El ruego apasionado de la sombra había llamado la atención de los demás dioses.

—Yo lo libero de cualquier derecho que este reino pueda tener sobre su alma —anunció Kelemvor—. Gwydion osó enfrentarse a Cyric. Sin él, ese canalla podría haber huido hacia la ciudad.

Oghma carraspeó.

—Si disculpas mi anterior impertinencia, santidad, ¿podría sugerir una misión que podría emprender tu caballero? —Se acercó al dios del Deber—. Una de mis fieles ha asumido la peligrosa tarea de cargar con el
Cyrinishad
. Tal vez podrías encargar al valiente Gwydion que la protegiese.

Torm se acarició la barbilla partida.

—Si Cyric aún vive, sin duda buscará el libro. ¿Qué otra persona puede proteger a su guardiana mejor que un caballero que se ha enfrentado antes al Príncipe de las Mentiras? ¿Dónde está ahora esa guardiana, Encuadernador?

—No lo sé —dijo Oghma en voz baja—. Le he dado un símbolo sagrado que la oculta de los dioses y de todo tipo de escudriñamiento mágico.

El dios del Deber se volvió hacia Gwydion.

—Como de costumbre, tenemos que cumplir nuestras sagradas tareas constreñidos por la necedad de los demás. El Encuadernador te dará una imagen mental de la mujer y del libro que porta. El resto será cuestión tuya. —Dio una palmada en el hombro de la sombra—. Ninguno de mis caballeros sería más digno que tú de esta misión, sir Gwydion. Sé que la llevarás adelante con honor y coraje.

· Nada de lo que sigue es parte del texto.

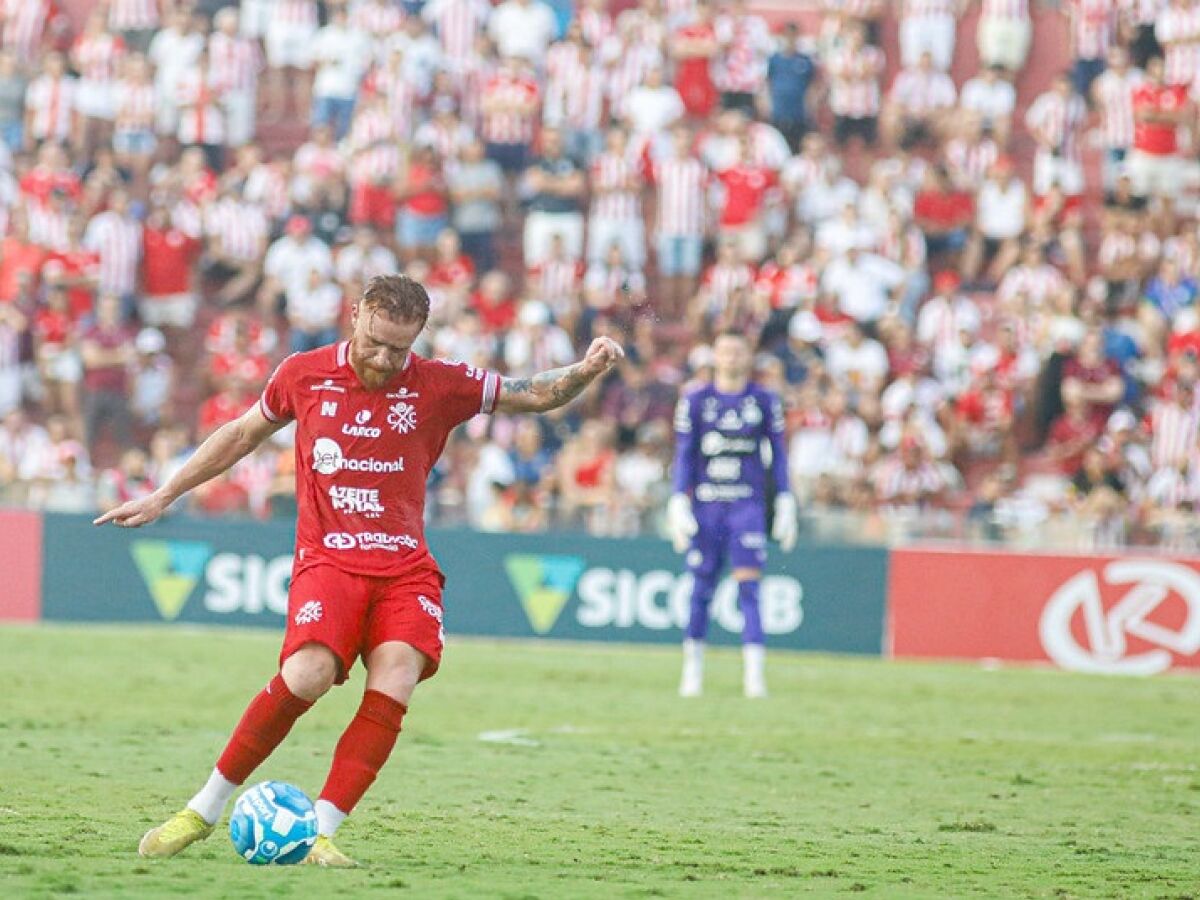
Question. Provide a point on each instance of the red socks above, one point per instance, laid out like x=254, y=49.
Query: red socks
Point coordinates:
x=363, y=750
x=265, y=723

Gwydion dio un respingo cuando Rinda apareció en su mente. Piel pálida, rizos oscuros y ojos de un intenso color verde mar. Había visto antes a esa mujer en alguna parte. O acaso fuera la expresión decidida de su rostro lo que los señalaba como espíritus gemelos. «Pronto descubriré cuál de las dos cosas es cierta», pensó con alegría.

Un estallido de brillo plateado se asentó sobre Gwydion el Veloz. Después de saludar a su dios con una reverencia, inició su larga carrera de regreso a los reinos mortales.

* * *

El murmullo de una procesión solemne había empezado a llegar por encima de las murallas diamantinas, elevándose por encima de las asquerosas aguas del río Slith. Jergal apareció al lado de Kelemvor, casi como si hubiera sido transportado hasta la torre por los lúgubres cánticos.

El fantasmagórico senescal sostenía un rollo de pergamino en blanco en las manos enguantadas. Ya antes de que Jergal hablara, Kelemvor sabía que había llegado el momento de que vistiera el manto de Juez de los Condenados. Soldados, mercenarios y viejos mercaderes enfermos..., los Falsos y los Fieles habían llegado al Reino de los Muertos para oír el anuncio de sus destinos.

Mientras la primera de las sombras avanzaba silenciosa hasta el tribunal, Kelemvor centró su atención sobre el montón en ruinas que era el Castillo de los Huesos. Con un pensamiento, reconfiguró la tortuosa torre transformándola en una hermosa aguja de cristal, un palacio más adecuado para un dios que no quería ocultar nada a sus fieles.